Re: [BUGS] BUG #7521: Cannot disable WAL log while using pg_dump

From: Pavan Deolasee <pavan(dot)deolasee(at)gmail(dot)com>
To: Gezeala M(dot) Bacuño II <gezeala(at)gmail(dot)com>
Cc: pgsql-hackers <pgsql-hackers(at)postgresql(dot)org>
Subject: Re: [BUGS] BUG #7521: Cannot disable WAL log while using pg_dump
Date: 2012-09-07 18:29:50
Message-ID: CABOikdN8TSnAcAn53_A5E6xgZCS64Bvs0TabOLyBwtBWRm5jwQ@mail.gmail.com
Views: Raw Message | Whole Thread | Download mbox | Resend email
Thread:
Lists: pgsql-bugs pgsql-hackers

(Adding -hackers. Did not realize it got dropped)

On Fri, Sep 7, 2012 at 11:25 PM, Gezeala M. Bacuño II <gezeala(at)gmail(dot)com>wrote:

> On Fri, Sep 7, 2012 at 7:17 AM, Pavan Deolasee <pavan(dot)deolasee(at)gmail(dot)com>
> wrote:
> >
> >
> > On Fri, Sep 7, 2012 at 7:00 PM, Marie Bacuno II <gezeala(at)gmail(dot)com>
> wrote:
> >>
> >>
> >> On Sep 7, 2012, at 2:19, Pavan Deolasee <pavan(dot)deolasee(at)gmail(dot)com>
> wrote:
> >>
> >>
> >> > or have long running transactions ?
> >>
> >> Yes but I don't think there are when the snapshot was taken. Does the
> >> pg_xlog_location_diff() result from latest and prior checkpoint upon
> >> start-up indicates the size of replayed changes?
> >>
> >
> > Thats the amount of additional WAL generated after you started the
> server.
> >
> >>
> >> >
> >> > BTW, the following query returns ~60GB. Thats the amount of WAL
> >> > written after the server was started and at the end of pg_dump (I
> >> > don't think pg_xlog_location_diff() is available in the older
> >> > releases).
> >> >
> >> > postgres=# select pg_xlog_location_diff('4450/7A14F280',
> >> > '4441/5E681F38')/(2^30);
> >> > ?column?
> >> > ------------------
> >> > 60.1980484202504
> >>
> >> It'll be great to know what the wals modified..?
> >
> >
> > You would need something like xlogdump to decipher them.
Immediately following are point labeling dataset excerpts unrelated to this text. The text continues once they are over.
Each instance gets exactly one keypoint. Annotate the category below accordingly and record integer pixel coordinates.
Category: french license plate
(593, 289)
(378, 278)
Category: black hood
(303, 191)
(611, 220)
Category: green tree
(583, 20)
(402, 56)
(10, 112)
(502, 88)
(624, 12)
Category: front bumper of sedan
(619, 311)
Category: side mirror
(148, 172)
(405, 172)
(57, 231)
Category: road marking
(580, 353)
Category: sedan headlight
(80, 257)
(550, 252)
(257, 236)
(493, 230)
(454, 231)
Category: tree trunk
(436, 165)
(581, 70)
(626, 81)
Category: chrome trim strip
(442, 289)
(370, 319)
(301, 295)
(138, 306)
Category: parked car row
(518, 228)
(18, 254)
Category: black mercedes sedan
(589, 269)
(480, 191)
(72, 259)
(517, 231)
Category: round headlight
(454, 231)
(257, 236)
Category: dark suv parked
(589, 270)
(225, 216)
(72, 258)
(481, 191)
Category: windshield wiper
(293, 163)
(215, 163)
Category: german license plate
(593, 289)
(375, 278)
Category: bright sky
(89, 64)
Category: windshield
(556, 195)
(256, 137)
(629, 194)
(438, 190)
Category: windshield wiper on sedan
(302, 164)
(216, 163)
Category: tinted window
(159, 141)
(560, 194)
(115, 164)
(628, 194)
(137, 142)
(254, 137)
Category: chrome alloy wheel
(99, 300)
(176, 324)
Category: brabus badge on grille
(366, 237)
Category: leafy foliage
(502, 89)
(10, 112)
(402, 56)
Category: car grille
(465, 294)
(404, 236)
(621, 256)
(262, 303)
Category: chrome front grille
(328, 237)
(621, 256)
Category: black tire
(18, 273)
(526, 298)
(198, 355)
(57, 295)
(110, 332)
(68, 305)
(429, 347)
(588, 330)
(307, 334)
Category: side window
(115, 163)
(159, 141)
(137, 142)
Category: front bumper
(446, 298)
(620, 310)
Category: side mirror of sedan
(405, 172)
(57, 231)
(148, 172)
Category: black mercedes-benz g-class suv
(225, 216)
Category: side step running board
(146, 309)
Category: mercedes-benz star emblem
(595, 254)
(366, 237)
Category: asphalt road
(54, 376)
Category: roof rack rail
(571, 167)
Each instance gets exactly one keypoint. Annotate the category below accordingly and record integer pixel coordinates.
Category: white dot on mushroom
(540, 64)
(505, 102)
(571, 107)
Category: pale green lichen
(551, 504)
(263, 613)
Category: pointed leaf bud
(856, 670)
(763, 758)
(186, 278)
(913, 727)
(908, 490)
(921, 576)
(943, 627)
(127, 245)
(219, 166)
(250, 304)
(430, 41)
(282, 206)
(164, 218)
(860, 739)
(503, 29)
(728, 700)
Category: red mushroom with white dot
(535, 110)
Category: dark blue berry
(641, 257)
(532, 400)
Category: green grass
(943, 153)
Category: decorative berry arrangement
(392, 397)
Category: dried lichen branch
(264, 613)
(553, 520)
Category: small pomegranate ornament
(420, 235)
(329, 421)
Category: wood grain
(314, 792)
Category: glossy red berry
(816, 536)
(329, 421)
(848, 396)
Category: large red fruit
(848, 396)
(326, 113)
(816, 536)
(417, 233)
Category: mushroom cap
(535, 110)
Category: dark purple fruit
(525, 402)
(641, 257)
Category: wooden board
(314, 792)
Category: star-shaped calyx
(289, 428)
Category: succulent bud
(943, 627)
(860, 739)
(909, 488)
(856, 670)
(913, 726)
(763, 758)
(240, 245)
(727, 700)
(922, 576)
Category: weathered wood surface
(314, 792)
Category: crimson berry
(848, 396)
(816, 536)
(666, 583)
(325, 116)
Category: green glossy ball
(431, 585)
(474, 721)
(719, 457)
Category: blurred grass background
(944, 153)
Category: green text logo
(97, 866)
I quickly tried
> > this and it seems to work against 8.4 version that you are running.
> > https://github.com/snaga/xlogdump
> >
> > Download the source code, compile and run it against one of the most
> recent
> > WAL files in the cluster against which you ran pg_dump. You would need to
> > set PATH to contain the pg_config of the server you are running. Please
> post
> > the output.
> >
> > Thanks,
> > Pavan
> >
> >
>
> Here you go:
>
> ## last WAL
> $ xlogdump -S /dbpool/data/pg_xlog/00000001000044500000007A
>
> /dbpool/data/pg_xlog/00000001000044500000007A:
>
> Unexpected page info flags 0003 at offset 0
> Skipping unexpected continuation record at offset 0
> ReadRecord: record with zero len at 17488/7A14F310
> Unexpected page info flags 0001 at offset 150000
> Skipping unexpected continuation record at offset 150000
> Unable to read continuation page?
> ** maybe continues to next segment **
> ---------------------------------------------------------------
> TimeLineId: 1, LogId: 17488, LogSegment: 122
>
> Resource manager stats:
> [0]XLOG : 3 records, 120 bytes (avg 40.0 bytes)
> checkpoint: 3, switch: 0, backup end: 0
> [1]Transaction: 0 record, 0 byte (avg 0.0 byte)
> commit: 0, abort: 0
> [2]Storage : 0 record, 0 byte (avg 0.0 byte)
> [3]CLOG : 0 record, 0 byte (avg 0.0 byte)
> [4]Database : 0 record, 0 byte (avg 0.0 byte)
> [5]Tablespace: 0 record, 0 byte (avg 0.0 byte)
> [6]MultiXact : 0 record, 0 byte (avg 0.0 byte)
> [7]Reserved 7: 0 record, 0 byte (avg 0.0 byte)
> [8]Reserved 8: 0 record, 0 byte (avg 0.0 byte)
> [9]Heap2 : 2169 records, 43380 bytes (avg 20.0 bytes)
> [10]Heap : 0 record, 0 byte (avg 0.0 byte)
> ins: 0, upd/hot_upd: 0/0, del: 0
> [11]Btree : 0 record, 0 byte (avg 0.0 byte)
> [12]Hash : 0 record, 0 byte (avg 0.0 byte)
> [13]Gin : 0 record, 0 byte (avg 0.0 byte)
> [14]Gist : 0 record, 0 byte (avg 0.0 byte)
> [15]Sequence : 0 record, 0 byte (avg 0.0 byte)
>
> Backup block stats: 2169 blocks, 16551816 bytes (avg 7631.1 bytes)
>
>
I think both my theories seem to be holding up. Heap2 resource manager is
used only for vacuum freeze, lazy vacuum or HOT prune. Given your access
pattern, I bet its the third activity that kicking in on your database. You
got many pages with dead tuples and they are getting cleaned at the first
opportunity, which happens to be the pg_dump thats run immediately after
the server restart. This is seen by all 2169 WAL records in the file being
attributed to the Heap2 RM above.

Whats additionally happening is each of these records are on different heap
pages. The cleanup activity dirties those pages. Since each of these pages
is being dirtied for the first time after a recent checkpoint and
full_page_writes is turned ON, entire page is backed up in the WAL record.
You can see the exact number of backup blocks in the stats above.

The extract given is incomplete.